There are two different types of plugins, i.e. TransformationAgent plugins and TaskManager plugins. The first are used to 'group' the input files of the tasks according to different criteria, while the latter are used to specify the tasks destinations.

TransformationAgent plugins
---------------------------

* Standard: group files by replicas (tasks create based on the file location)
* BySize: group files until they reach a certain size (Input size in Gb)
* ByShare: group files given the share (specified in the CS) and location
* Broadcast: take files at the source SE and broadcast to a given number of locations (used for replication)

TaskManager plugins
-------------------

By default the standard plugin (BySE) sets job's destination depending on the location of its input data.

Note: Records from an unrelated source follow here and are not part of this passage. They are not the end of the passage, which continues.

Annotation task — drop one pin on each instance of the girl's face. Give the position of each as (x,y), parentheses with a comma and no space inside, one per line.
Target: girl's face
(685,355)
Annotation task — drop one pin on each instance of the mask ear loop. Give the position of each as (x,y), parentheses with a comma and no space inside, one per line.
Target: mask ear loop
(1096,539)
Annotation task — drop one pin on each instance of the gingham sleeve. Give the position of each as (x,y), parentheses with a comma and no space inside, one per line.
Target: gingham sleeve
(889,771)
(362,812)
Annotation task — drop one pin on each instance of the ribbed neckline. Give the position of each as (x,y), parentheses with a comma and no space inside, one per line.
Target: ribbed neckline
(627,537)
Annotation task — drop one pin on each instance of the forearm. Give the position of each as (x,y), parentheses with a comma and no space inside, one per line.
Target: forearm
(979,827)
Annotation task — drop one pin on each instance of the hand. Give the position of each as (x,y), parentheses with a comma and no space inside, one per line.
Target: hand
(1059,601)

One possibility is represented by the **ByJobType** TaskManager plugin,
that allows to specify different rules for site destinations for each JobType.
This plugin allows so-called "mesh processing",
i.e. depending on the job type, some sites may become eligible for "helping" other sites
to run jobs that normally would only be running at the site where data is located.
In order to use the ByJobType plugin, one has to:

* Set CS section Operations/Transformations/DestinationPlugin = ByJobType
* Set the JobType in the job workflow of the transformation, *e.g.*:


  ::

        from DIRAC.TransformationSystem.Client.Transformation import Transformation
        from DIRAC.Interfaces.API.Job import Job

        t = Transformation()
        job = Job()
        ...

        job.setType('DataReprocessing')
        t.setBody ( job.workflow.toXML() )

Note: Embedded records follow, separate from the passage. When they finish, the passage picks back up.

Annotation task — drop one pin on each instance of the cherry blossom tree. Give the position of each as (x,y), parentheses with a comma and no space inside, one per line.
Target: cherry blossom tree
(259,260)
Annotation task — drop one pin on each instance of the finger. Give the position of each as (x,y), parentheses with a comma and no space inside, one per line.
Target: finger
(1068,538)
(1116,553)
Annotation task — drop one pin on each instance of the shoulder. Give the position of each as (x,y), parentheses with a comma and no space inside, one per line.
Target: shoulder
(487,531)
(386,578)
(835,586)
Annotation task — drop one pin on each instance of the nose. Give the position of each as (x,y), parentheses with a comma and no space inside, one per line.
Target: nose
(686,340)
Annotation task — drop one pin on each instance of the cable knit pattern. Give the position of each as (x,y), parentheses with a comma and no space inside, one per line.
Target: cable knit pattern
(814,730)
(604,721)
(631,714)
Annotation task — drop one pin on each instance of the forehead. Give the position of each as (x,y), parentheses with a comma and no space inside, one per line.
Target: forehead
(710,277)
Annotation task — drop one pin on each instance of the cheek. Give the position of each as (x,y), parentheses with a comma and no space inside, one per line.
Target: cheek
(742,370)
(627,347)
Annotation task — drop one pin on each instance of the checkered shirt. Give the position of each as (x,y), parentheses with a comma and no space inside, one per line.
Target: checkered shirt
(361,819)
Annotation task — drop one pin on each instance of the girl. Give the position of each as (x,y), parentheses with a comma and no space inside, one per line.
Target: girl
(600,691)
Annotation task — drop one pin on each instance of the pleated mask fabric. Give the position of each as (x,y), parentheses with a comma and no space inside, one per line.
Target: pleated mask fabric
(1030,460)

* Define the actual rules for each JobType in the CS section Operation/JobTypeMapping, as in the following example:

  ::

        JobTypeMapping
        {
          AutoAddedSites = LCG.CERN.cern
          AutoAddedSites += LCG.IN2P3.fr
          AutoAddedSites += LCG.CNAF.it
          AutoAddedSites += LCG.PIC.es
          AutoAddedSites += LCG.GRIDKA.de
          AutoAddedSites += LCG.RAL.uk
          AutoAddedSites += LCG.SARA.nl
          AutoAddedSites += LCG.RRCKI.ru
          DataReconstruction
          {
            Exclude = ALL
            AutoAddedSites = LCG.IN2P3.fr
            AutoAddedSites += LCG.CNAF.it
            AutoAddedSites += LCG.PIC.es
            AutoAddedSites += LCG.GRIDKA.de
            AutoAddedSites += LCG.RAL.uk
            AutoAddedSites += LCG.RRCKI.ru
            Allow
            {
              CLOUD.CERN.cern = LCG.CERN.cern, LCG.SARA.nl
            }
          }
          DataReprocessing
          {
            Exclude = ALL
            Allow
            {
              LCG.NIKHEF.nl = LCG.SARA.nl
              LCG.UKI-LT2-QMUL.uk = LCG.RAL.uk
              LCG.CPPM.fr = LCG.SARA.nl
              LCG.USC.es = LCG.PIC.es
              LCG.LAL.fr = LCG.CERN.cern
              LCG.LAL.fr += LCG.IN2P3.fr
              LCG.BariRECAS.it = LCG.CNAF.it
              LCG.CBPF.br = LCG.CERN.cern
              VAC.Manchester.uk = LCG.RAL.uk
            }
          }
          Merge
          {
            Exclude = ALL
            Allow
            {
              LCG.NIKHEF.nl = LCG.SARA.nl
            }
          }
        }


  * By default, all sites are allowed to do every job
  * "AutoAddedSites" contains the list of sites allowed to run jobs with files in their local SEs.

  If it contains 'WithStorage', all sites with an associated local storage will be added automatically.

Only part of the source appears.